The US Department of Defense allowed the resumption of Lockheed Martin's F-35 fighter jet deliveries weeks after the discovery of the presence of a Chinese alloy in the jet's engine.
Politico reported that the Pentagon has completed its probe into the matter and informed Congress that the Chinese alloy does not pose a risk to security. The department told Congress that the undersecretary of defense for acquisition and sustainment has signed a national security waiver.
Cobalt and Samarium Alloy
Last month, Lockheed Martin informed the department of defense that F-35 fighter jet's engine had used a cobalt and samarium alloy that was delivered from China. The department of defense said it would probe the matter.
"They're looking at two things, impact on security — if any — and impact on air worthiness or safety — if any. Right now, so far, there doesn't appear to be any ... If we, in fact, find neither of those to be the case, we'll be able to do a waiver and do the replacements and get the production line moving again. So I'm hoping this is going to be resolved pretty soon," Bill LaPlante, DoD under secretary of defense for acquisition and sustainment, had told reporters at that time.
The official explained that Lockheed Martin, the contractor, had self-reported the finding. The DoD decided to halt deliveries and probe the matter.
No Disruption to In-Service Aircraft
The F-35 Joint Program Office had told USNI News at that time that it did not believe it was necessary to remove the magnet from in-service aircraft. "We have confirmed that the magnet does not transmit information or harm the integrity of the aircraft and there are no performance, quality, safety, or security risks associated with this issue and flight operations for the F-35 in-service fleet will continue as normal," Russell Goemaere, the spokesman for F-35 Joint Program Office said.
Honeywell Made the Turbomachine
Though Lockheed Martin is the primary contractor for the F-35 warplane, the part in question was built by Honeywell. The magnet that received Chinese alloy was used in the pumps of the aircraft's turbomachine, which Honeywell is manufacturing.

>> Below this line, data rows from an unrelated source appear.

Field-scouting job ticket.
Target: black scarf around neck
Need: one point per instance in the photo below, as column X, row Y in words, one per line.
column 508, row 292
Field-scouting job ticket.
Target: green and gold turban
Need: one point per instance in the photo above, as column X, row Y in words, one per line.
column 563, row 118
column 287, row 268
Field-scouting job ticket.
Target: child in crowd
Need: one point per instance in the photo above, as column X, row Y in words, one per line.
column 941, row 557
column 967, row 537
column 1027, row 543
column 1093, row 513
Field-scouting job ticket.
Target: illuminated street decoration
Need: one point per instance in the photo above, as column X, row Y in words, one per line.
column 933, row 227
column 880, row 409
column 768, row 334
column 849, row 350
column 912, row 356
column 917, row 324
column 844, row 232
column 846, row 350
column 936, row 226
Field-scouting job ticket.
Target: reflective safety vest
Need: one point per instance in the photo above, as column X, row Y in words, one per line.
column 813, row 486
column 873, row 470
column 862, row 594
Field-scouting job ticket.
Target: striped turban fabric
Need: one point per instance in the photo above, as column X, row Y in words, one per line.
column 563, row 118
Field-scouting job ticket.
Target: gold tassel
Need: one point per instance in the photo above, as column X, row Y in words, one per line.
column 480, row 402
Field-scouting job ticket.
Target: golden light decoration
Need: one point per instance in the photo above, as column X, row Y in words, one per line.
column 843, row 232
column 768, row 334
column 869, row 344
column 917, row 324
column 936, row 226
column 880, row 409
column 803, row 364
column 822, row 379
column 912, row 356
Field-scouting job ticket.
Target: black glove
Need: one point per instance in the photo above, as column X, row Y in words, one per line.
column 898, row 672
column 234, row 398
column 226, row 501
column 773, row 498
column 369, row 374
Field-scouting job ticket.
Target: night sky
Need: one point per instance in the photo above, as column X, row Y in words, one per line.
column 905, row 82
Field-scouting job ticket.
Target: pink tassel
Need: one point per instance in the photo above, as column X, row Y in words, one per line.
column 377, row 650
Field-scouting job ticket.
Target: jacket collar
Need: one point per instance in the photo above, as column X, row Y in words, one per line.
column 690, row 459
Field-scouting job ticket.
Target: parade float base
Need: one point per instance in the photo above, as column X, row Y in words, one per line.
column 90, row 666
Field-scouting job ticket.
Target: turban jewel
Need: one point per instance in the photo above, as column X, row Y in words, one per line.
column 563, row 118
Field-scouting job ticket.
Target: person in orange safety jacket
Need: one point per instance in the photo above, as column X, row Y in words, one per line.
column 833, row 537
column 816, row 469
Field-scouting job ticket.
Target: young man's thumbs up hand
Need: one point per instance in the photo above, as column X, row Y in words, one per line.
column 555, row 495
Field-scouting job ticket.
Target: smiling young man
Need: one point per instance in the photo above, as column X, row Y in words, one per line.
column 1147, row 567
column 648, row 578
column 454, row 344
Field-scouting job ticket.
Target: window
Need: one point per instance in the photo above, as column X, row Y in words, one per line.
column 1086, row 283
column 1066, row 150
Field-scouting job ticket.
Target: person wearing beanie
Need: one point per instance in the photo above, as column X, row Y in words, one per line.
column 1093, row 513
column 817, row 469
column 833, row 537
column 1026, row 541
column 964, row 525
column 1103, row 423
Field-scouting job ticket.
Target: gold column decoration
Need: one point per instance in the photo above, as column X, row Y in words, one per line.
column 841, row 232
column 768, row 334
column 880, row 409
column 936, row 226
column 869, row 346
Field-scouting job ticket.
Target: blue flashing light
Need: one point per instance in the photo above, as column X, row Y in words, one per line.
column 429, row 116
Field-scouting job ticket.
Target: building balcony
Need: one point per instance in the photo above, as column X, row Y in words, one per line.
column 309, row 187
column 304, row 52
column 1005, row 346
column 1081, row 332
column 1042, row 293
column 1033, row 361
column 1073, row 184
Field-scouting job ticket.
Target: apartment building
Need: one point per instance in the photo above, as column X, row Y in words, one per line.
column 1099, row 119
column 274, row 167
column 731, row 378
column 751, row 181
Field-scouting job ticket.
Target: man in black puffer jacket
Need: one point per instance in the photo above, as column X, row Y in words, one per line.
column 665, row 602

"Honeywell remains committed to supplying high-quality products that meet or exceed all customer contract requirements. We are working closely with DOD and Lockheed Martin to ensure that we continue to achieve those commitments on products Honeywell supplies for use on the F-35," Adam Kress, a spokesman for Honeywell, said in a company statement.
However, at the time, the Pentagon insisted that the material posed no threat.
This means that the department will not require the part containing the Chinese alloy in jets that have already been delivered to be replaced. Interestingly, Honeywell had been using the alloy for about 20 years before discovering that its component originated in China.